Bien plus encore, ce devoir était réglé par le droit puisque des textes juridiques comptaient des articles spécifiquement dédiés à l’hospitalité. Un article du droit des Ayt Ouziem du Haut-Guir stipulait que : « Quiconque refuse de donner l’hospitalité à son hôte : 10 mouzounas [1/4 du dirham du XIXe siècle]. De plus, il sera tenu de l’héberger ». L’article 73 du droit du ksar d’El Gara dans le Tafilalet énonce : « celui qui est désigné par le cheikh pour accorder l’hospitalité à un hôte et qui ne l’honore pas, est passible d’une amende de cinq ouqias [unité monétaire entre la mouzouna et le dirham du XIXe siècle]».

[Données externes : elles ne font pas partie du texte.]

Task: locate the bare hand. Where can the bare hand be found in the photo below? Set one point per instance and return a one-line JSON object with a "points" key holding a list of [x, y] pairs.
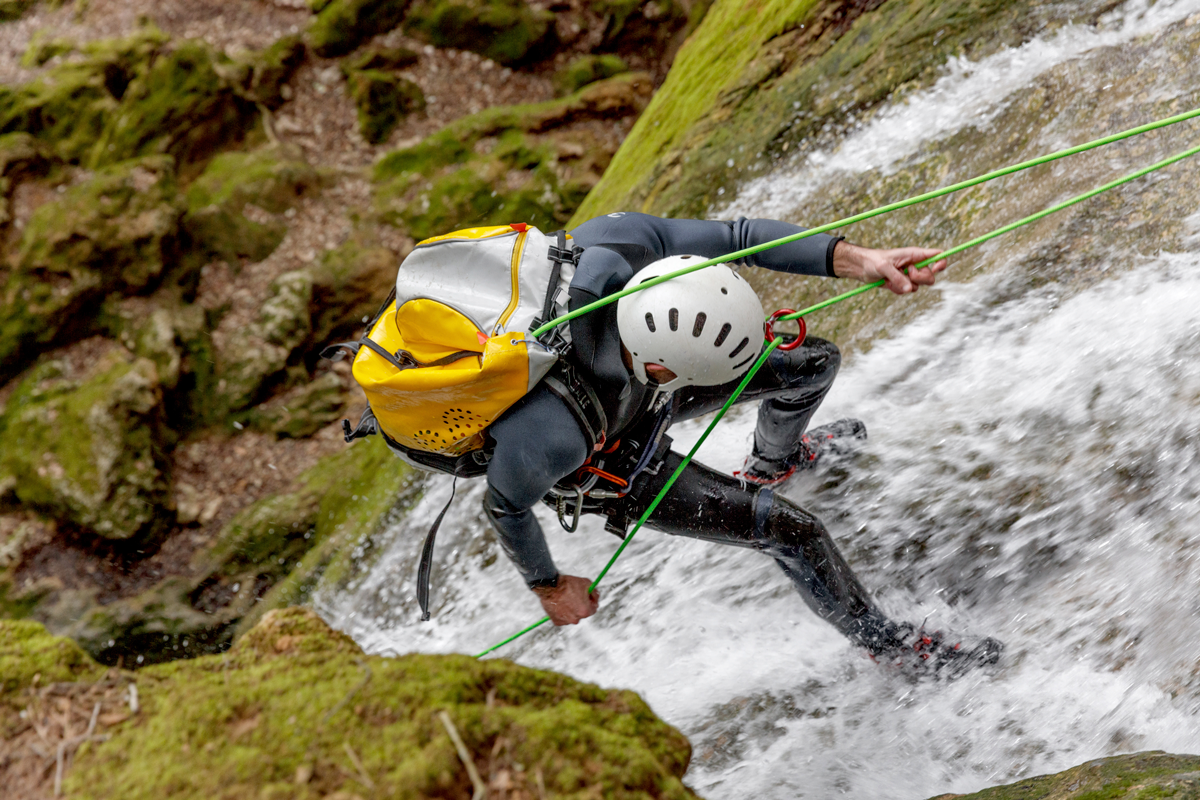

L’hospitalité se matérialise dans de la nourriture. Le chef de l’Etat accueille ses homologues en leur offrant des dattes et du lait selon la coutume du Makhzen. Dans les foyers, on offre du thé et des gâteaux faits maison. On asperge parfois les convives d’eau de rose leur signifiant tout le bonheur que l’on ressent à les avoir chez soi. Autrefois (et même aujourd’hui), la réception peut donner lieu à un sacrifice, l’animal sacrifié étant fonction du rang de l’invité et la fortune de l’invitant (cela peut aller d’un boeuf à un chevreau ou un poulet). Le sacrifice d’un animal est, en effet, la preuve par le sang de la solennité du moment, de la qualité de l’accueil réservé à l’invité. Dans le Haut-Atlas oriental, les abats sont, de suite, découpés selon une méthode et un ordre bien précis et grillés à la braise de bois mort ou de charbon. Le repas proprement dit, déjeuner ou dîner, est fait d’un ragoût ou de couscous à la viande de l’animal sacrifié ou des deux. Depuis qu’on peut acheter de la viande au kilo chez le boucher du village ou du quartier, les manières ont sensiblement changé. Le visiteur lui-même apporte souvent quelque chose à offrir ; cela peut être de la viande ou des friandises pour les enfants. Mais le poids du devoir reste vif : veiller à bien accueillir un hôte sous peine d’être taxé d’inhospitalier.

Enfin, l’hôte accueilli ne peut rester indéfiniment chez ses bienfaiteurs. Un hadith attribué au Prophète fixe la durée d’une hospitalité à trois jours pleins. Il est souvent rappelé par les gens sur un ton taquin. Au-delà, s’il reste, l’hôte devient un membre de la famille comme les autres et les repas redeviennent comme ils étaient avant son arrivée.